Si el botón perdido no se encuentra, conviene cambiar todos los botones de la prenda, no solo uno: una camisa con un botón disonante envejece visualmente.
Costuras abiertas
Una costura abierta —típicamente en sisa, costado o cierre del puño— se repara con máquina de coser doméstica usando el mismo tipo de costura original. La costura francesa se rehace por el revés con un margen de 6 mm, después por el derecho con margen mayor; la sobrepuesta a doble pespunte requiere desmontar y rehacer ambos lados.
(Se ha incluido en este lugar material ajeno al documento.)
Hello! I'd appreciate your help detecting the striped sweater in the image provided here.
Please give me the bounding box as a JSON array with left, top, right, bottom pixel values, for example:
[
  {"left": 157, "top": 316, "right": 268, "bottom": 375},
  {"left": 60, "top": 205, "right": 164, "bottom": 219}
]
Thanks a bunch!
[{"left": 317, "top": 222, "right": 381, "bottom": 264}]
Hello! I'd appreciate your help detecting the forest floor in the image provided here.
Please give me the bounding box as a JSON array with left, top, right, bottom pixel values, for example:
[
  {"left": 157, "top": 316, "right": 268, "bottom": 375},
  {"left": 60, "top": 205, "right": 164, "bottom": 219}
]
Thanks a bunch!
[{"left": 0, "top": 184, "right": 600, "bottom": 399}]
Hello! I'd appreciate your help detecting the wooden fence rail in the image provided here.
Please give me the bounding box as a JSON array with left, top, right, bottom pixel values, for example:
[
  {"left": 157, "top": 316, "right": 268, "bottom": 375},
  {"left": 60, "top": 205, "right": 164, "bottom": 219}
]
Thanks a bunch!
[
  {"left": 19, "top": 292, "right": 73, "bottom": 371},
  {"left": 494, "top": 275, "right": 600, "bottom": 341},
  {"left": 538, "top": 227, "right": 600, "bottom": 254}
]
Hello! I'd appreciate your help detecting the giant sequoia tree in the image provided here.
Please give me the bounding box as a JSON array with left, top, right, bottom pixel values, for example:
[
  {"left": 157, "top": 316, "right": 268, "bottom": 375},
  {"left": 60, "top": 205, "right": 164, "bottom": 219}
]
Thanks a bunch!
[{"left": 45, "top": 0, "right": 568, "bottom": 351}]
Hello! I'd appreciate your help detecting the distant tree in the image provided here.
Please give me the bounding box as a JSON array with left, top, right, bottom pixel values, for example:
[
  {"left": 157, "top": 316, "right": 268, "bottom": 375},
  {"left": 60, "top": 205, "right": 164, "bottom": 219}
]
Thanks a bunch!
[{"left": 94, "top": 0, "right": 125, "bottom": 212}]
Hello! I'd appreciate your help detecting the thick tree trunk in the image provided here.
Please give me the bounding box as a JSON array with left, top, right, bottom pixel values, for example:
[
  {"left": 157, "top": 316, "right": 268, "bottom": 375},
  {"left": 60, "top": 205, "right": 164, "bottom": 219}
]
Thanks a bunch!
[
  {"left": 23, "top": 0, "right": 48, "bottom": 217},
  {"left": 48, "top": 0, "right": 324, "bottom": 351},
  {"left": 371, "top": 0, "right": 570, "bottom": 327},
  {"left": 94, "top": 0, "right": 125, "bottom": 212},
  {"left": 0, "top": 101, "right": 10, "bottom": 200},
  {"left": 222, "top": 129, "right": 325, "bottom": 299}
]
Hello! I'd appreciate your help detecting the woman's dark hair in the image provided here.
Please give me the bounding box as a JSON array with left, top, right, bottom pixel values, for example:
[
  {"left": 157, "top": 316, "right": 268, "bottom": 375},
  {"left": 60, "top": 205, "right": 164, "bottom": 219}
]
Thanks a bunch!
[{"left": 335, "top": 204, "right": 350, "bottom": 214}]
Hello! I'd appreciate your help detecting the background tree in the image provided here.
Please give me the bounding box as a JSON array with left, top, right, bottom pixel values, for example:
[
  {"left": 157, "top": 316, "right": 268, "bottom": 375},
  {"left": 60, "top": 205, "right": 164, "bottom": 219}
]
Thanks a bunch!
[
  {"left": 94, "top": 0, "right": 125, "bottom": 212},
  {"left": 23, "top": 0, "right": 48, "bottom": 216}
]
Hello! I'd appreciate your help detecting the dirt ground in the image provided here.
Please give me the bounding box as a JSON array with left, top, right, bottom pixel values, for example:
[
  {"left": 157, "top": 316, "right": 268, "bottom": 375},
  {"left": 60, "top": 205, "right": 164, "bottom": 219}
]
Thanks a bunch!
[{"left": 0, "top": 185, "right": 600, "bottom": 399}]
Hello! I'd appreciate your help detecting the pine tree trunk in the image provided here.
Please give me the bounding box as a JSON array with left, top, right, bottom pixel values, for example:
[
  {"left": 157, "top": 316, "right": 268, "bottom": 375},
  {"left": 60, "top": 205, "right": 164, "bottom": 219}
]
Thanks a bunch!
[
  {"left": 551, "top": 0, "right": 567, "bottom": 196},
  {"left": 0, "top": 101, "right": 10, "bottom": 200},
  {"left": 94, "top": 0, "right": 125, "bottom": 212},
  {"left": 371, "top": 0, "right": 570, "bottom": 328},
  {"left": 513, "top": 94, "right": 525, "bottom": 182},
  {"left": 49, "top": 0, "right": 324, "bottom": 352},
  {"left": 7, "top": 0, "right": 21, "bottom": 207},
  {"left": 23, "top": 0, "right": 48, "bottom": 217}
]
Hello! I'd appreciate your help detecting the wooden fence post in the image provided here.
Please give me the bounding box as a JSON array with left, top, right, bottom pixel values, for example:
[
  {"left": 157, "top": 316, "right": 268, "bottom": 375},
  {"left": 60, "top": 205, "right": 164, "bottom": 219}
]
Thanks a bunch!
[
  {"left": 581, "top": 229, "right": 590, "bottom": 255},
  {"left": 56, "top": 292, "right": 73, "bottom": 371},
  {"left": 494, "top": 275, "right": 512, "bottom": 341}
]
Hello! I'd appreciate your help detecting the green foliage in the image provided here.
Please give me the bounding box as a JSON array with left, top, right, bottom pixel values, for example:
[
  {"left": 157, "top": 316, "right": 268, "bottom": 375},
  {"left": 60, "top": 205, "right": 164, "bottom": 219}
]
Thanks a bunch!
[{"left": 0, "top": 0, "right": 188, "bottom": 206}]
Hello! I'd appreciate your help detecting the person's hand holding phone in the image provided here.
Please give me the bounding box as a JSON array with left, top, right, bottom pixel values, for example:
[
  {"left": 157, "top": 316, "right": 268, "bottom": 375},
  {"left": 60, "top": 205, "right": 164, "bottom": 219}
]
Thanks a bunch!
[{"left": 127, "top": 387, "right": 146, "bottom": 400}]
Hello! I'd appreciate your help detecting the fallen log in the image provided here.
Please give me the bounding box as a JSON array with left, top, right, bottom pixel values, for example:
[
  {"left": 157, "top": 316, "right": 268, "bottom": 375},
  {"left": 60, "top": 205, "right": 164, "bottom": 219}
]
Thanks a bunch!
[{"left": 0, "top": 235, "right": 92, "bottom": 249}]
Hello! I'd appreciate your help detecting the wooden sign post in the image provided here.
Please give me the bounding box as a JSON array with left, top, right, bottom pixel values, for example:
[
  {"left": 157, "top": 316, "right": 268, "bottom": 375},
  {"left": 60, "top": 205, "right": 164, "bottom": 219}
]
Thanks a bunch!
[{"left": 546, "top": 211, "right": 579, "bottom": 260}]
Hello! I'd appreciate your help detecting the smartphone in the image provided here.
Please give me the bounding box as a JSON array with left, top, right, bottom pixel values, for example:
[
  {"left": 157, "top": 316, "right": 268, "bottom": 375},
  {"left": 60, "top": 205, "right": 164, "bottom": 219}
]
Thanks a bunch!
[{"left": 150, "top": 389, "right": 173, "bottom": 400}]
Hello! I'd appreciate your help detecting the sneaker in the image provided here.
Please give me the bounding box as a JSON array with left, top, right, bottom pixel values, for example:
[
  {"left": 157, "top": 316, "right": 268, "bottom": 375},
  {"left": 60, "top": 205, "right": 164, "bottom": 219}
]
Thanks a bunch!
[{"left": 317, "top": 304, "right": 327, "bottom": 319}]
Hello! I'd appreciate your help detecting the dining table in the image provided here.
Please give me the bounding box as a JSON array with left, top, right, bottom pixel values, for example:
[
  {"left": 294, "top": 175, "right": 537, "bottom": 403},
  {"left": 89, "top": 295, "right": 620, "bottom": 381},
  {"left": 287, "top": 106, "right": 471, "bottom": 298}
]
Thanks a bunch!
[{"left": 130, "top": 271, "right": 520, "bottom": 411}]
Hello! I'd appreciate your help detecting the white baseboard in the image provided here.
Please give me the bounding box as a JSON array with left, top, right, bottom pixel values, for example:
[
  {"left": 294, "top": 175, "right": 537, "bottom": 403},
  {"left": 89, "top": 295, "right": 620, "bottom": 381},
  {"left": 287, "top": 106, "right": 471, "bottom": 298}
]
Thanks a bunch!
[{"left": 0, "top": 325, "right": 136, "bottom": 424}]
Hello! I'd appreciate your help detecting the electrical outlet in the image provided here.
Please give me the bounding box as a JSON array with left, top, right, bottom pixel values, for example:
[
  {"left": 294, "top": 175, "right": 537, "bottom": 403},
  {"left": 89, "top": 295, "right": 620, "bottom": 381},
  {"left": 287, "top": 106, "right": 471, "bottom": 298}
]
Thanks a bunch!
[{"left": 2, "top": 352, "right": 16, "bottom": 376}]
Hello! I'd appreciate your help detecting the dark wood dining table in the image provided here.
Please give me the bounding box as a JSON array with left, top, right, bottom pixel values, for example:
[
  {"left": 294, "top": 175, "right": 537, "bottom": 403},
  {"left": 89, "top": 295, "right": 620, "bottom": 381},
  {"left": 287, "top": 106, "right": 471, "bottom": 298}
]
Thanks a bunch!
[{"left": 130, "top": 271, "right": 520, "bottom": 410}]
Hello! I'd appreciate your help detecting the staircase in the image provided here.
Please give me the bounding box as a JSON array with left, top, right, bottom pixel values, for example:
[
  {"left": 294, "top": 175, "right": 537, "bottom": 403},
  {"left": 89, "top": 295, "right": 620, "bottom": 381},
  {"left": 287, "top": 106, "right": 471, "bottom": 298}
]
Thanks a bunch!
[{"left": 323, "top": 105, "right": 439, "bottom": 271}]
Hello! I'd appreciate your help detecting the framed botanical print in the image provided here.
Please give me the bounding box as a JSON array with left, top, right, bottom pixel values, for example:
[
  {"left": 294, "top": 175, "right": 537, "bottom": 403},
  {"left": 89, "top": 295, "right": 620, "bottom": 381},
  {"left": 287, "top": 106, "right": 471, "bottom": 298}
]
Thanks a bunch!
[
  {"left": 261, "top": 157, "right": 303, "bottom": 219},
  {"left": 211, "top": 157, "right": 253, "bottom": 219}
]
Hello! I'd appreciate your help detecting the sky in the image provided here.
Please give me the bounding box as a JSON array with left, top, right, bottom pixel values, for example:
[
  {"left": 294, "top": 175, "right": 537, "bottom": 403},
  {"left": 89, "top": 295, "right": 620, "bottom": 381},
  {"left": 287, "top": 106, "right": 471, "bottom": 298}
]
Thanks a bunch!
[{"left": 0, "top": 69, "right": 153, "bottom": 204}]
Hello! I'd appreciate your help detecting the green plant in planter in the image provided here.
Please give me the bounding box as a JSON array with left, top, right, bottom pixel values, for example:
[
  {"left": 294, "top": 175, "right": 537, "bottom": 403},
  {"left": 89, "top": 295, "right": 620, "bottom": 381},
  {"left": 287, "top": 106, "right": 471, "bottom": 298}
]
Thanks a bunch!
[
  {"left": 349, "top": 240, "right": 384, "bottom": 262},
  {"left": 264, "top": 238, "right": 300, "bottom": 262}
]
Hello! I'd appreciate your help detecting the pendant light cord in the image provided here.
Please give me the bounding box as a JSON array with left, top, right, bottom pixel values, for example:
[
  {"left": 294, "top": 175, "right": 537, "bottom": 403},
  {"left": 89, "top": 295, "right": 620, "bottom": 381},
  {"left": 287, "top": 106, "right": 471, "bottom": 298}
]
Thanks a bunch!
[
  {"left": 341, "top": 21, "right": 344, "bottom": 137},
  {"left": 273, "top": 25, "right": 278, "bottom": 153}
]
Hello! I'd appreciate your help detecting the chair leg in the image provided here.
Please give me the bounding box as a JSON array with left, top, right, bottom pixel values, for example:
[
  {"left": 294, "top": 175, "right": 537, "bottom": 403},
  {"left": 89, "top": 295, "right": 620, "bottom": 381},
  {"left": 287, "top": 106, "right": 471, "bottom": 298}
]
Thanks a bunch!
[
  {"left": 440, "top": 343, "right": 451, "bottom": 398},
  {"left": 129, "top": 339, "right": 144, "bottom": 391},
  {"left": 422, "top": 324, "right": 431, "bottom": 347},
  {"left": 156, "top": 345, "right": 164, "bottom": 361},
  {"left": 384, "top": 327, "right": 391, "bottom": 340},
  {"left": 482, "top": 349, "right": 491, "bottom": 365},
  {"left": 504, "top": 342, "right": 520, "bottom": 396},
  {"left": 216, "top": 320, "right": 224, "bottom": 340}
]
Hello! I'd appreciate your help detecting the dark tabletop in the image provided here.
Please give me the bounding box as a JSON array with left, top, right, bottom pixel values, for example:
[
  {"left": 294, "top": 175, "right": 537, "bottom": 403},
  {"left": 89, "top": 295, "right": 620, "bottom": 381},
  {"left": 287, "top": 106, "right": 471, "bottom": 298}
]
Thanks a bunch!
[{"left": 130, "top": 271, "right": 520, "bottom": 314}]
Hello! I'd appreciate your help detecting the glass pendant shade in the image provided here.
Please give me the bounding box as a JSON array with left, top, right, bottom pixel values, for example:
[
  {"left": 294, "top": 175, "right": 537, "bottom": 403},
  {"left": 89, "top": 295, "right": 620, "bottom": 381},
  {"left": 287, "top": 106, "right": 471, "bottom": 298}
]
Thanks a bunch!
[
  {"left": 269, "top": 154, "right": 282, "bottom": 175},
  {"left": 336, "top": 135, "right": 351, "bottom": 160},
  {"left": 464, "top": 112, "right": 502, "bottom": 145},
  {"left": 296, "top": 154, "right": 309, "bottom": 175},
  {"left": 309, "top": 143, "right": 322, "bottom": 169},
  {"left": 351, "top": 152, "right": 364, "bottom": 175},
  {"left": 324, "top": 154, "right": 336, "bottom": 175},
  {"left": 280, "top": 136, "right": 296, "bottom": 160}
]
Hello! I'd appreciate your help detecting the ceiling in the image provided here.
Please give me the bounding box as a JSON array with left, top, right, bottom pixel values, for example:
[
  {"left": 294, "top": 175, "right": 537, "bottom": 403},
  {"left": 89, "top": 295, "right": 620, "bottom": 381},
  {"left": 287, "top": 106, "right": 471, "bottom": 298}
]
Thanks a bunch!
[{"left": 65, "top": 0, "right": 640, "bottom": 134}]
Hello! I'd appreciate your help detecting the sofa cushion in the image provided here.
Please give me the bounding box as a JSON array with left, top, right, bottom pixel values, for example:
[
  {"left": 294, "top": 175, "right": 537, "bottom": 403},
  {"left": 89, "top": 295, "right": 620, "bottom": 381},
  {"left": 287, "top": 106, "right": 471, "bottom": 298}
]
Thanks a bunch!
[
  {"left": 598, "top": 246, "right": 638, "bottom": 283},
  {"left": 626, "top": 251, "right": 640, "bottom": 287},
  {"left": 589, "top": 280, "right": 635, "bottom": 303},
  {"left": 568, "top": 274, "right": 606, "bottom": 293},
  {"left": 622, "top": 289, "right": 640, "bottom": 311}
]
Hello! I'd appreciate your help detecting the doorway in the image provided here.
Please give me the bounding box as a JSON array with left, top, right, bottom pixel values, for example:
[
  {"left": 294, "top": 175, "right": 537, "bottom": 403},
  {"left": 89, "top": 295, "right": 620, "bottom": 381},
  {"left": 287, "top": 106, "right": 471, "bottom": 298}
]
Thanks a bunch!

El error frecuente es coser por encima de la costura existente: el doble grosor produce una zona rígida y, a la larga, una rotura nueva.
Zurcido de roturas pequeñas
El zurcido tradicional —tejer hilos cruzados sobre el orificio— funciona en lana, no en algodón fino. En camisería, las roturas pequeñas se reparan con parche fusionable interior (entretela termoadhesiva fina del color del tejido) y unas pasadas de máquina por el derecho. En tejidos delicados o con valor sentimental, una sastrería con experiencia en restauración textil puede hacer reparación invisible.
Cuándo no merece la pena reparar
Hay un punto en el que reparar deja de tener sentido. Si la tela del cuerpo está raída en hombros y centro de la espalda, no hay reparación posible: la camisa ha vivido lo suyo. Si las costuras abren en varios sitios a la vez y los puños están agotados, la prenda está en final de ciclo. La reparación mantiene viva una camisa de calidad media-alta; en una camisa industrial barata, el coste de la reparación supera con frecuencia el de una nueva.
Fuentes
- Cabrera, Roberto. Classic Tailoring Techniques. Nueva York, Fairchild, 1983.
- Shaeffer, Claire B. Couture Sewing Techniques. Newtown CT, Taunton Press, 2011.
- Hostetler, Heather. Mend & Patch: A Handbook to Repairing Clothes and Textiles. Londres, Pavilion, 2018.
- Drycleaning & Laundry Institute (DLI). Garment Reconstruction Guide. Laurel, MD, ediciones vigentes.